The teenagers who have taken to the streets in France to senselessly destroy schools, buses, hospitals, and businesses do not care to be understood. They do not care to make a point. They care for one thing: destroying without consequence. The French government's policy of appeasement and containment has empowered young thugs to boldly go forth and pillage. If the French government were to actually send out police and military forces who used force in the form of tear gas and rubber bullets (and possibly even genuine bullets), the unrest that has paralyzed the French countryside in fear each night would come to an abrupt end.
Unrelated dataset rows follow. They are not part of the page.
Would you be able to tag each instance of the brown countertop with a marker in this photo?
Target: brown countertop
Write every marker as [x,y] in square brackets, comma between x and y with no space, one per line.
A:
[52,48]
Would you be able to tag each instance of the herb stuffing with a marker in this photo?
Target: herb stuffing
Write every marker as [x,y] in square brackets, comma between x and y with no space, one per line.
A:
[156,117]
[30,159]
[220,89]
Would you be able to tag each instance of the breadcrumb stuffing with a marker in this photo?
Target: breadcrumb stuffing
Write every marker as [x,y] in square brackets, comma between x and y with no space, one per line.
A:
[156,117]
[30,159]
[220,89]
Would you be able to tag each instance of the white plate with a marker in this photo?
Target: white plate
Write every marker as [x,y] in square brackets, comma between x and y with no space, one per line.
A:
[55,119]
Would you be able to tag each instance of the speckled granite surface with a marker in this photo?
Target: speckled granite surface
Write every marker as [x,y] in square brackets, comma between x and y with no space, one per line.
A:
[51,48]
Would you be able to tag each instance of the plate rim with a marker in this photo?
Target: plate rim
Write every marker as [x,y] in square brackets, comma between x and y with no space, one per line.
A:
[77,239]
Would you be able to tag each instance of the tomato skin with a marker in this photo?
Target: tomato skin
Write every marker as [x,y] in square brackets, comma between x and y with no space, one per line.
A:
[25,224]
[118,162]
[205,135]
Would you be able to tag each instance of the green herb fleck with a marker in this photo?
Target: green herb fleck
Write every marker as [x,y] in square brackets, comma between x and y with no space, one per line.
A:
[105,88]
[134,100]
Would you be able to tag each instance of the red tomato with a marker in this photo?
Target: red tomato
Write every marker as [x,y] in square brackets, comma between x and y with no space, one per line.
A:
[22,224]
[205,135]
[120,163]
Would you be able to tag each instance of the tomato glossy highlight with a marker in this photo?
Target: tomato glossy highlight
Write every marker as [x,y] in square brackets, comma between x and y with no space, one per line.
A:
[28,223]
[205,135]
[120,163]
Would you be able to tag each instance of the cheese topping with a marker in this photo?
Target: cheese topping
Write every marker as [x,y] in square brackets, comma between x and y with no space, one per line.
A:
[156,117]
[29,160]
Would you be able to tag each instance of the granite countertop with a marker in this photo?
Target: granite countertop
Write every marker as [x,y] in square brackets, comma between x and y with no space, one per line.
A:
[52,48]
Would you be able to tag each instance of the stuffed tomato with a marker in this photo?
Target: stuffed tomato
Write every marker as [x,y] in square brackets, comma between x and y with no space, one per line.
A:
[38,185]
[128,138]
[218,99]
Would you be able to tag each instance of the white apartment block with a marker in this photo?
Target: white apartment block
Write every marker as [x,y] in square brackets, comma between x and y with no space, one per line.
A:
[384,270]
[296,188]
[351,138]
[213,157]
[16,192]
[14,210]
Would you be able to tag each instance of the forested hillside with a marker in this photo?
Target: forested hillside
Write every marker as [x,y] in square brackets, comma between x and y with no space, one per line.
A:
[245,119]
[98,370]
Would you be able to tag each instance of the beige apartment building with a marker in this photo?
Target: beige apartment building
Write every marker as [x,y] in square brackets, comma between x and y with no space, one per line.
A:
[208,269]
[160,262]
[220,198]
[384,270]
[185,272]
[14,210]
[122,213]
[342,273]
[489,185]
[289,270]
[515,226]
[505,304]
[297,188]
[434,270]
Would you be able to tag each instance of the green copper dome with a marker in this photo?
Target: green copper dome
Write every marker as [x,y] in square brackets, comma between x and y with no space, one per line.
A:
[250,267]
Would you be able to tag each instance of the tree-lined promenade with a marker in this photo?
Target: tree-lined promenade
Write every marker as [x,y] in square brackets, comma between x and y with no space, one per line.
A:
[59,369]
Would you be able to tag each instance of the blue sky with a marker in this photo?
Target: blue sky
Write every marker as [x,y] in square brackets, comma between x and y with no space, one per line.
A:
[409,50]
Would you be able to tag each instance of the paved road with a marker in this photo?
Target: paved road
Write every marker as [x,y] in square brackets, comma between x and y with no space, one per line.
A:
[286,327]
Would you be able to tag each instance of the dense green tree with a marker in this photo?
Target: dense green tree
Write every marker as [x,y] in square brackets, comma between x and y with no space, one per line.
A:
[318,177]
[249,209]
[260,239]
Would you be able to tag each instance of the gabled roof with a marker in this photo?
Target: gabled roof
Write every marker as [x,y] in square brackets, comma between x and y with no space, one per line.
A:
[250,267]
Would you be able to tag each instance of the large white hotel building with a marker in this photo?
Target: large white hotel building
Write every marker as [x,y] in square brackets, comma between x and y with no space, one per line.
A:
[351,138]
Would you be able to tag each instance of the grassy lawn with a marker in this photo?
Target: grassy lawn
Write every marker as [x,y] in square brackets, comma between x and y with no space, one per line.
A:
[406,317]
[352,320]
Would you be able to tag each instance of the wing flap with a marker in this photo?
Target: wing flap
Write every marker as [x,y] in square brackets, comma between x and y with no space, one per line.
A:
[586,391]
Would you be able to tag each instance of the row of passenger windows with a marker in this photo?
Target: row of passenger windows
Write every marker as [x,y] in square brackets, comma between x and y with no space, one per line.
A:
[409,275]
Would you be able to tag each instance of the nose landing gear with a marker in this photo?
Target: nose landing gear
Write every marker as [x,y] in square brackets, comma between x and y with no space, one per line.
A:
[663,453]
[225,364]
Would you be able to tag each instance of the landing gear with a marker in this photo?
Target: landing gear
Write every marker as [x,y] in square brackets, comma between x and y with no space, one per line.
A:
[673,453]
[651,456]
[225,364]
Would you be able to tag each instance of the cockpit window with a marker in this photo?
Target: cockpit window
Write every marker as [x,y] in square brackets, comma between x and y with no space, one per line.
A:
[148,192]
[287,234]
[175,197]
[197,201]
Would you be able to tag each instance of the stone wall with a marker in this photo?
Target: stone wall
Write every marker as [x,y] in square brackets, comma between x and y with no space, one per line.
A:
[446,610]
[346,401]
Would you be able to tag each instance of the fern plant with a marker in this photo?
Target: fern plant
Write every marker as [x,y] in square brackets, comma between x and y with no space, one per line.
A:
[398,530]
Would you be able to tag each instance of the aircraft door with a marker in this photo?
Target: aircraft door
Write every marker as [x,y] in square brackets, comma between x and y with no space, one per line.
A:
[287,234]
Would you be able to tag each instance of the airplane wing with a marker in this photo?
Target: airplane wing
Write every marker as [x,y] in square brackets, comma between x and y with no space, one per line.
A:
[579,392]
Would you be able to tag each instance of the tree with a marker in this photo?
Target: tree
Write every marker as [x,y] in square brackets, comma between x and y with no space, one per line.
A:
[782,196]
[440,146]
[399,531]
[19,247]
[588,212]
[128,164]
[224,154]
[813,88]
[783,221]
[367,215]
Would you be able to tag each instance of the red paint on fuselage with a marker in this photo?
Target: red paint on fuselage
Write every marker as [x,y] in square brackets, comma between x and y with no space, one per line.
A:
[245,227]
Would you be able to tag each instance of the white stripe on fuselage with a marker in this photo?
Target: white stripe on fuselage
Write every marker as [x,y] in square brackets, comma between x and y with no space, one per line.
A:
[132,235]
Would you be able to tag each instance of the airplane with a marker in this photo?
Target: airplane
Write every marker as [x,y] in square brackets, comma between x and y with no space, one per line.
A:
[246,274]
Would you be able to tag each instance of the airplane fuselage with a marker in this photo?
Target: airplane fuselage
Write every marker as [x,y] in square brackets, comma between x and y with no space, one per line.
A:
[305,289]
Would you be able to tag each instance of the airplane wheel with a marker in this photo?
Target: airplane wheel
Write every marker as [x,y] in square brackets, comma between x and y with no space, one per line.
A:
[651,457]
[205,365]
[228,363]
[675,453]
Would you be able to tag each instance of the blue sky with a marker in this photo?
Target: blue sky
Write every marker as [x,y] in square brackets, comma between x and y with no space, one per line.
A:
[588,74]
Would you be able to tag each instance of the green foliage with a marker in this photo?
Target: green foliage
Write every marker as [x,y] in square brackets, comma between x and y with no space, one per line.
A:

There would be those who erected graffiti memorials to the dead and eulogized them as martyrs and casualties of an unjust and uncaring society, but the French government would provide its citizens with the things that governments are supposed to provide their citizens: order and civil peace. Jacques Chirac can plead endlessly with the miscreants who burn and pillage nightly in his country; he can reason eloquently with them if he wishes to do so, but he will find that their characters render them incapable of hearing such speech. The character of the average rioter can be moved to cessation of destructive action by one thing only: a display of force that is greater than any he can muster, a force that could imperil the one thing he truly values, which is his life.
It remains to be seen if the French government has the willingness to muster up such a force in response to the chaos that has held its country captive in the past week. Perhaps negotiation is the answer and Chirac needs to request an audience with the rioter's potentate, whomever he may be, in order to set the terms for a peace. In the meantime, how many schools and hospitals will be burned, and how many French citizens who respect the law so much that they actually abide by it will be put at risk by their government's indecision?